Many credit Stacey Abrams — the former state House minority leader who fell short of winning the governorship in 2018 and founded the voting rights group Fair Fight — with putting Democrats on the brink of victory.

An Ossoff official said that after the general election, his campaign's volunteers have made more than 70,000 calls to Georgia voters, with 60,000 hours of shifts among 21,900 volunteers scheduled for the next two weeks. The official said that Ossoff's campaign has brought in a new team to register voters before the deadline and that it is reaching out to thousands of young Georgians who became eligible after the Nov. 3 contest.

Warnock was flanked by labor leaders, who are providing the ground organization for Democrats and vowed to redouble their efforts to deliver the state for Warnock and Ossoff as Biden leads by about 14,000 votes ahead of a recount.

"We're going to be contacting every union member in the state of Georgia. It's going to be nonstop until January," said James Williams, the president of the Atlanta-North Georgia Labor Council. "Our members are going to be tired of us contacting them, but complacency isn't an issue for us. We're going to get them out."

Unions are advocating for Biden-backed ideas like raising the federal minimum wage to $15 an hour and adding a public insurance option to the Affordable Care Act exchanges. The proposals and others would have a chance in a Democratic-led Congress, but they could be dead on arrival in a Senate controlled by Republicans.

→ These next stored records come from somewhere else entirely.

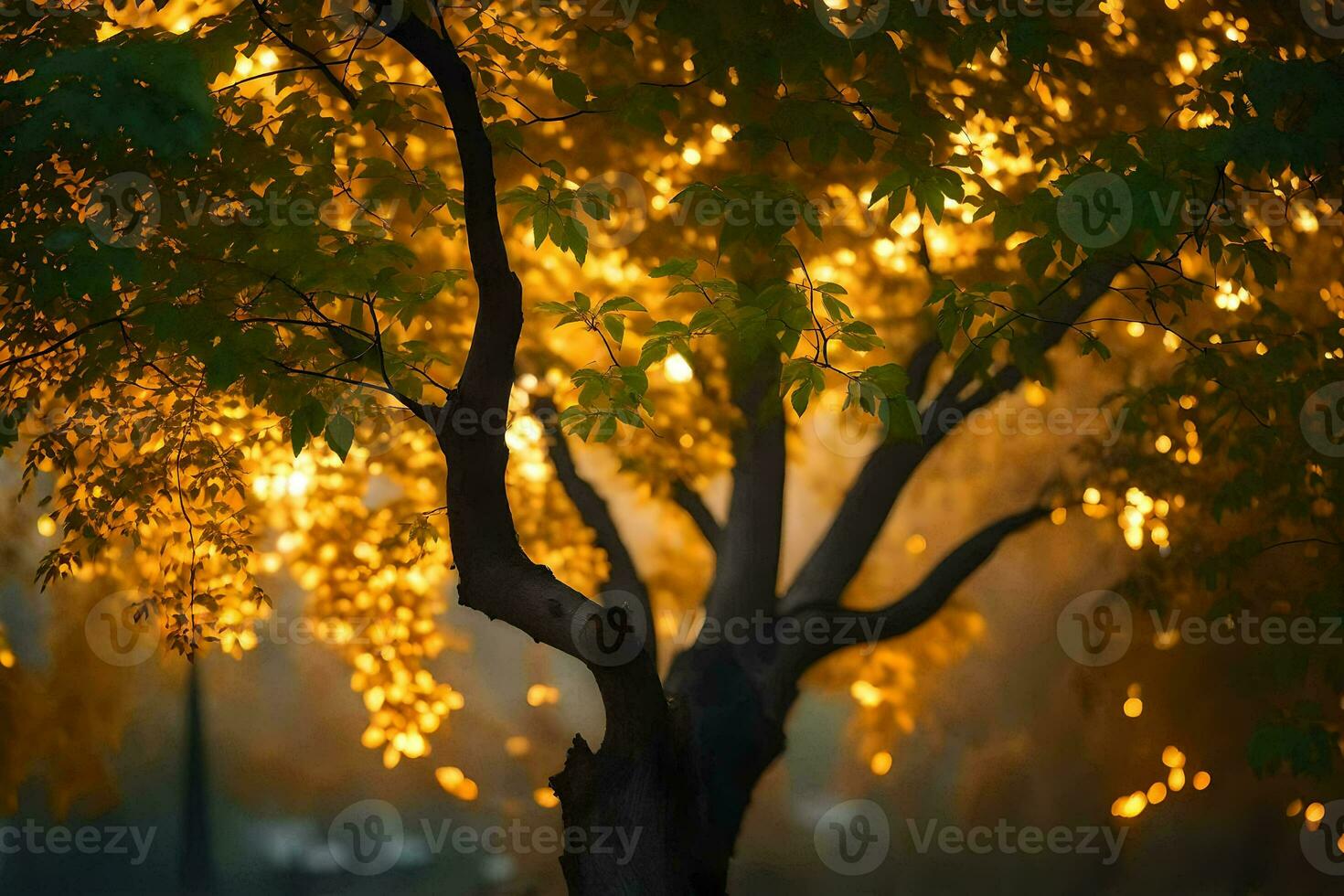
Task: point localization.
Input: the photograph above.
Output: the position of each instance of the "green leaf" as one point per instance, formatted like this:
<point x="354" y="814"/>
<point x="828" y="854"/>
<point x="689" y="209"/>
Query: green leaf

Republicans, for their part, warn that a Democratic Senate would pave the way for "socialism," hoping to capitalize on anger over losing the presidency.

"There are very influential politicians and figures in the Democratic Party whose ideas are far outside the mainstream of what our country wants," Sen. Marco Rubio, R-Fla., told reporters Wednesday after he co-hosted a campaign event with Loeffler in a suburb of Atlanta. "And if they control the Senate, they'll be in a position to influence some of those."

Control of the Senate was a theme Tuesday of a rally for Ossoff in Atlanta, which boasts a booming metropolitan area that is home to about two-thirds of the state's population and has trended toward Democrats in recent years.

"We can't be complacent," said Jennifer Jordan, a state senator who represents Atlanta. "If we don't vote for Warnock and Ossoff, we're just going to have another situation where [Senate Majority Leader] Mitch McConnell is doing everything he can to make sure the president fails."